Gerald R. Ford, 38th President of the United States, died this evening. Called to high office because everybody in Congress liked him, he turned out to be just the man needed to replace Richard Nixon after that President's resignation.
Even allowing for the unprecedented circumstances that put him in the White House, President Ford had a number of very difficult circles to square, mostly connected with foreign policy. It was President Ford's bitter, and unsought, task to preside over the final liquidation of the American position in Southeast Asia. The ignominious abandonment of South Vietnam and Cambodia to our cruel enemies, which so many Americans died to prevent -- is surely one of the blackest and most shameful episodes in American history. President Ford, however, was largely blameless, the humiliation the responsibility of other hands. The US held an extraordinarily weak diplomatic and military hand, courtesy of the liberal Democratic majority that controlled the Congress, and President Nixon's Watergate scandal.
Unfortunately, President Ford paid the political price both for President Nixon's errors, and for his courageous decision to pardon his predecessor, rather than putting the country through the national trauma of protracted legal proceedings. Under all the circumstances, President Ford's defeat in the 1976 election by the manifestly unqualified bumbler Jimmy Carter was probably inevitable, but still tragic. (On a personal note, I'll never forget shaking Gerald Ford's hand when he came to Houston in 1976).

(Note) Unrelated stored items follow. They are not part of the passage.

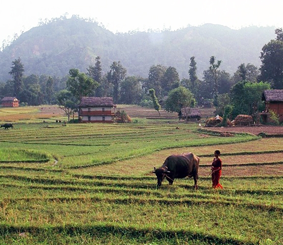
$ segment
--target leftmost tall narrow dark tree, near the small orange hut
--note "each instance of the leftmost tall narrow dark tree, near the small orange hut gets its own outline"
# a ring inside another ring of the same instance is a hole
[[[13,77],[14,96],[19,97],[23,89],[23,76],[25,72],[24,65],[20,57],[12,62],[11,69],[12,70],[9,74]]]

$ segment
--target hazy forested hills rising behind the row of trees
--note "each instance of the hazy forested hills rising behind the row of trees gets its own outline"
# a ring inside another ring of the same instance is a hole
[[[121,61],[128,75],[148,77],[152,65],[173,66],[180,78],[188,77],[195,56],[202,78],[209,57],[222,60],[221,70],[234,73],[241,63],[260,66],[264,44],[276,37],[275,27],[233,30],[222,25],[189,26],[176,31],[114,34],[95,22],[78,17],[55,19],[34,27],[0,52],[0,81],[11,79],[12,61],[21,58],[25,74],[65,76],[71,68],[86,72],[101,57],[103,72]]]

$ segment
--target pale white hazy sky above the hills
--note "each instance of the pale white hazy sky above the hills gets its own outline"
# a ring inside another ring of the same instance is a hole
[[[233,29],[250,25],[283,27],[283,0],[4,0],[0,44],[45,20],[79,15],[114,33],[206,23]]]

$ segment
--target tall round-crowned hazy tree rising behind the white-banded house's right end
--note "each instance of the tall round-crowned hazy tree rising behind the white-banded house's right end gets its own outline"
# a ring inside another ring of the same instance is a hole
[[[120,61],[114,61],[110,66],[110,71],[107,73],[107,79],[113,84],[113,101],[117,103],[120,96],[121,81],[126,77],[127,70]]]

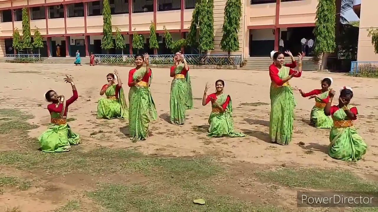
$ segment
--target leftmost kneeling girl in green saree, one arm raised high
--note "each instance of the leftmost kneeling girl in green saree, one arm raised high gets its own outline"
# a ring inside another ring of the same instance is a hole
[[[58,96],[55,91],[46,92],[45,98],[49,104],[47,106],[51,116],[51,124],[48,129],[38,137],[38,141],[43,152],[68,152],[70,145],[80,143],[80,137],[74,133],[67,124],[68,106],[77,100],[78,95],[75,84],[71,77],[66,75],[64,81],[72,86],[72,97],[64,102],[64,96]]]

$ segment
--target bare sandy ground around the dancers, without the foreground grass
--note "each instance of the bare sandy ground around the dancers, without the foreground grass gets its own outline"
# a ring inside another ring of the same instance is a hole
[[[106,75],[112,73],[114,68],[119,71],[127,93],[129,90],[127,77],[130,69],[127,67],[2,63],[0,82],[3,88],[0,108],[19,108],[33,113],[35,118],[30,121],[40,127],[32,130],[29,135],[37,137],[45,131],[46,124],[50,122],[50,115],[46,109],[48,103],[44,100],[45,92],[54,89],[59,95],[65,95],[66,99],[69,98],[72,94],[71,86],[66,84],[63,78],[65,74],[70,74],[74,77],[79,99],[70,106],[68,117],[75,119],[70,122],[70,125],[74,132],[81,135],[82,144],[80,145],[84,149],[93,149],[98,146],[136,148],[145,154],[212,155],[226,163],[242,161],[267,168],[287,164],[303,167],[345,168],[356,173],[363,173],[365,176],[366,174],[378,174],[378,166],[376,166],[378,144],[376,144],[375,136],[378,120],[375,114],[378,109],[378,91],[374,89],[378,84],[378,79],[355,78],[324,72],[304,72],[301,78],[291,80],[293,86],[297,86],[305,92],[320,88],[320,81],[324,77],[333,78],[332,88],[337,91],[344,85],[353,88],[354,97],[351,104],[357,106],[359,110],[356,127],[369,147],[363,160],[358,163],[347,163],[328,157],[326,152],[329,144],[329,130],[316,129],[308,125],[314,100],[302,98],[299,92],[294,93],[297,106],[293,141],[288,146],[270,143],[270,79],[268,71],[190,70],[194,109],[187,111],[186,124],[176,126],[168,122],[169,92],[172,80],[169,77],[169,69],[153,69],[154,78],[151,90],[159,118],[150,124],[152,136],[148,140],[132,143],[127,137],[127,121],[96,119],[96,102],[100,98],[99,90],[106,83]],[[206,137],[211,106],[202,106],[201,100],[206,82],[212,84],[210,94],[215,90],[214,83],[218,79],[225,81],[225,92],[231,95],[235,128],[247,134],[248,137]],[[299,146],[299,142],[303,142],[305,145]],[[75,147],[71,151],[75,151]],[[16,170],[3,169],[2,171],[14,172],[17,175]],[[67,177],[65,176],[64,179],[68,179]],[[79,175],[71,177],[88,180]],[[63,186],[63,184],[67,184],[64,179],[54,179],[51,183],[55,186]],[[70,184],[68,183],[68,185]],[[67,188],[67,185],[64,187]],[[44,194],[48,195],[46,192]],[[58,195],[56,198],[62,197]],[[20,200],[18,196],[10,194],[7,199]],[[26,202],[22,204],[25,206],[39,204],[34,203],[33,199],[25,198],[24,200]],[[44,207],[46,210],[43,211],[52,211],[55,208],[52,203],[51,207],[46,205]]]

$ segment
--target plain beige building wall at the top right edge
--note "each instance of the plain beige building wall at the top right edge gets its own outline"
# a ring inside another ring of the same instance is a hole
[[[369,34],[368,29],[371,27],[378,28],[378,22],[374,18],[376,8],[378,8],[378,1],[376,0],[361,1],[357,61],[378,61],[378,54],[374,52],[372,38],[367,36]]]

After his defeat, President Ford was, in the Republican Party, politically eclipsed: he was a shade too liberal for times that called for a harder line, and the rise of Ronald Reagan and his wing of the party, at the expense of President Ford's more moderate-liberal faction was a blessing for the nation. But President Ford, with his honesty, decency and plain speaking, had just the qualities needed in 1974. Requiescet In Pace.